Francesca Weal, RIBA accredited Specialist Conservation Architect shares her concerns for the buildings, materials and techniques that are part of the heritage of the East of England.

The more I learn, the more I realise what I don’t know. But I can still risk boring anyone who will listen on the minutiae of capillary action through lime renders or why timber frames had such intricate joints in the 13th century compared with those in the 19th century and I could go on ... and on. My children have the joyously-uttered phrase, "Look! Square-knapped, coursed flints with gallets!" lodged in their collective memory following a family visit to Norwich.

I love accruing knowledge; gleaned from this building, or that seminar, or that incidental conversation. One particularly influential course was on flint at the Weald and Downland Open Air Museum. Since then I’ve repaired flint buildings but also used new flint in new buildings, changing the laying and the type of flint to suit the design. Older materials and techniques are part of my design palette for both old and new. This is another reason why I love working with historic buildings and environments. I use lime products in new buildings and modern sustainable products (woodfibre, sheepswool for example) in historic buildings. 

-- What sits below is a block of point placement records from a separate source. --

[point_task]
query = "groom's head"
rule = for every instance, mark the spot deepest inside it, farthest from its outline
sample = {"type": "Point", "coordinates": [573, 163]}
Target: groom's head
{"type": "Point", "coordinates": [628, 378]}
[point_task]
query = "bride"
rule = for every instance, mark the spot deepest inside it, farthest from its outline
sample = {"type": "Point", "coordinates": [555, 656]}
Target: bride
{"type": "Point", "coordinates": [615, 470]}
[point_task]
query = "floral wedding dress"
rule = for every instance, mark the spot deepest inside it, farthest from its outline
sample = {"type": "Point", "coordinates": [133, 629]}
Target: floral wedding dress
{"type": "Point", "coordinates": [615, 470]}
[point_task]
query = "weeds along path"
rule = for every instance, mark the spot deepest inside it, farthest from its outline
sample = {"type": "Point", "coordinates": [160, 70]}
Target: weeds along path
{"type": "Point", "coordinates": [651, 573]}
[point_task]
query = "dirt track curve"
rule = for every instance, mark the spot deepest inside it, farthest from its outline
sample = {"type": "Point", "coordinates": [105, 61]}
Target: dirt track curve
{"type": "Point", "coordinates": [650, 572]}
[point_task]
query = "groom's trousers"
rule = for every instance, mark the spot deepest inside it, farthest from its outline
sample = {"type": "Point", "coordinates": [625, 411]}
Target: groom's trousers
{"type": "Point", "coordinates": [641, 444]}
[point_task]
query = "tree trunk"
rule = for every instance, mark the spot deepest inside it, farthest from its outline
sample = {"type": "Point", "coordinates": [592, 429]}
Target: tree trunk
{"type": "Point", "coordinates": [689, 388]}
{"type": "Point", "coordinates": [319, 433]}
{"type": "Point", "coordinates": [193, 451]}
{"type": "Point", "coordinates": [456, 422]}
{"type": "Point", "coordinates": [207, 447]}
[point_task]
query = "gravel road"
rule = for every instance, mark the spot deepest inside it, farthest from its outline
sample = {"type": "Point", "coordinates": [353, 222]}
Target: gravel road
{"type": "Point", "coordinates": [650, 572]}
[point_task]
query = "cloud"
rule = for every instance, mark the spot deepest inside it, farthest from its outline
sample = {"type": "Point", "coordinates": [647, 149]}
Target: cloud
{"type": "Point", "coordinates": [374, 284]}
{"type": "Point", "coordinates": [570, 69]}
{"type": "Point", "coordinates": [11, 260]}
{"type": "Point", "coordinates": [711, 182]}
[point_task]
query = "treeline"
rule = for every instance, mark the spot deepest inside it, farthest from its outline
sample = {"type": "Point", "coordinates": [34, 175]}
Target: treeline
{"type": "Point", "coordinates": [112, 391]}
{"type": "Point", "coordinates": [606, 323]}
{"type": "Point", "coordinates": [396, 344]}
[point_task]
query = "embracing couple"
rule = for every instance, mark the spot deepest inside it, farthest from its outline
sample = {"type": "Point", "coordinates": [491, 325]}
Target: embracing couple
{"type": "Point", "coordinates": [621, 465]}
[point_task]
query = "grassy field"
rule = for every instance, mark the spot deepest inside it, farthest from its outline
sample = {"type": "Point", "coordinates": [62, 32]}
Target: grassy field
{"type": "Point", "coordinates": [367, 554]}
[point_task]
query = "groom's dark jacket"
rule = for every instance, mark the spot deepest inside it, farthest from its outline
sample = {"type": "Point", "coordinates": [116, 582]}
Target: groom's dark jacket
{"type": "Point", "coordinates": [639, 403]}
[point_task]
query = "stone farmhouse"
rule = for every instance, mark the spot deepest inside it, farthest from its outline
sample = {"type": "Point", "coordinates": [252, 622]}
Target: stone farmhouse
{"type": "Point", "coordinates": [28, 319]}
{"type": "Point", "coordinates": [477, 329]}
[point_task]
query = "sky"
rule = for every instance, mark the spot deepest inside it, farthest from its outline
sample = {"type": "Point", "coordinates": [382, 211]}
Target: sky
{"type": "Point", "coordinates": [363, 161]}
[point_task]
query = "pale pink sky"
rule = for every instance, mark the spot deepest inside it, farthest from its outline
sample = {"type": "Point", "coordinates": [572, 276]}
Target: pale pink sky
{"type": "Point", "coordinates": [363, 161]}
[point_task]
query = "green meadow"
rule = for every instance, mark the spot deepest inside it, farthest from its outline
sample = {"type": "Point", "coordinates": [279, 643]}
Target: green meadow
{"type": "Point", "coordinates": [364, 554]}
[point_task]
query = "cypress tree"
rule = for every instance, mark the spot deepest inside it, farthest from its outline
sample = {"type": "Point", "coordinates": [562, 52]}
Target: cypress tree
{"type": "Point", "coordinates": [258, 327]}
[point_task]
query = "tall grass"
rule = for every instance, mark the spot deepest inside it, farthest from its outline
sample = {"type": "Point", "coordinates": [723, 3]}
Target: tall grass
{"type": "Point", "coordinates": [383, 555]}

But sometimes I think that we have lost confidence in our own solutions and wonder what we are bequeathing to the future. On a small matter I had opposition to the use of flint in a new lime-rendered, hemcrete-built Sustainable house on the grounds that no other house in the street had flint. The other houses were all 20th century and either rendered or various brick types including sand-faced, yellow, red and purple. Many of the more sustainable features in the design were also disliked.

I argued that flint was a high quality material and used elsewhere in the city’s conservation area but that argument did not work. I did succeed – but only by dint of playing my trump card, which was that the building to be demolished had a section of flint work. To which the memorable reply was “I suppose I’ll have to let you have that!”

The house won the local Civic Society Award for the year and a Sustainability Award from the local RIBA branch. 

Architects with a specialism in historic buildings have a difficult path to tread when it comes to extending or altering historic buildings. It is very easy to see a building or environment as artefacts but they also cannot survive on their own. They need people to use, love and care for them. Sometimes you have to design something new, which might be viewed as compromising the historic asset.

Historic churches are a particular case in point and they are facing fierce competition from warm, comfortable, well-equipped new churches in retrofitted buildings not designed originally as churches. I am concerned about the long-term sustainability of historic churches in being used for the purpose for which they were built.

I am an inspecting architect for a number of listed churches and I am increasingly worried by the struggle the congregations have to find the resources to keep up with repairs and maintenance of their buildings. When I was in my 40’s, churchwardens were a similar age to me. Now I am in my 60’s they still are: or are a lot older. I did meet an 80 year old who shinned up a vertical ladder into the tower with ease but she was the exception. Parishes work valiantly to make their buildings relevant to the community but without new blood this great volunteer effort will cease: churches have to be attractive and comfortable. Not every church can become an arts venue or museum.

There is something special about the sense of numen inside a church building: the feeling in the bones of the structure of the spirituality of countless worshippers over the centuries. The great cultural heritage asset of using churches as places of worship should be preserved.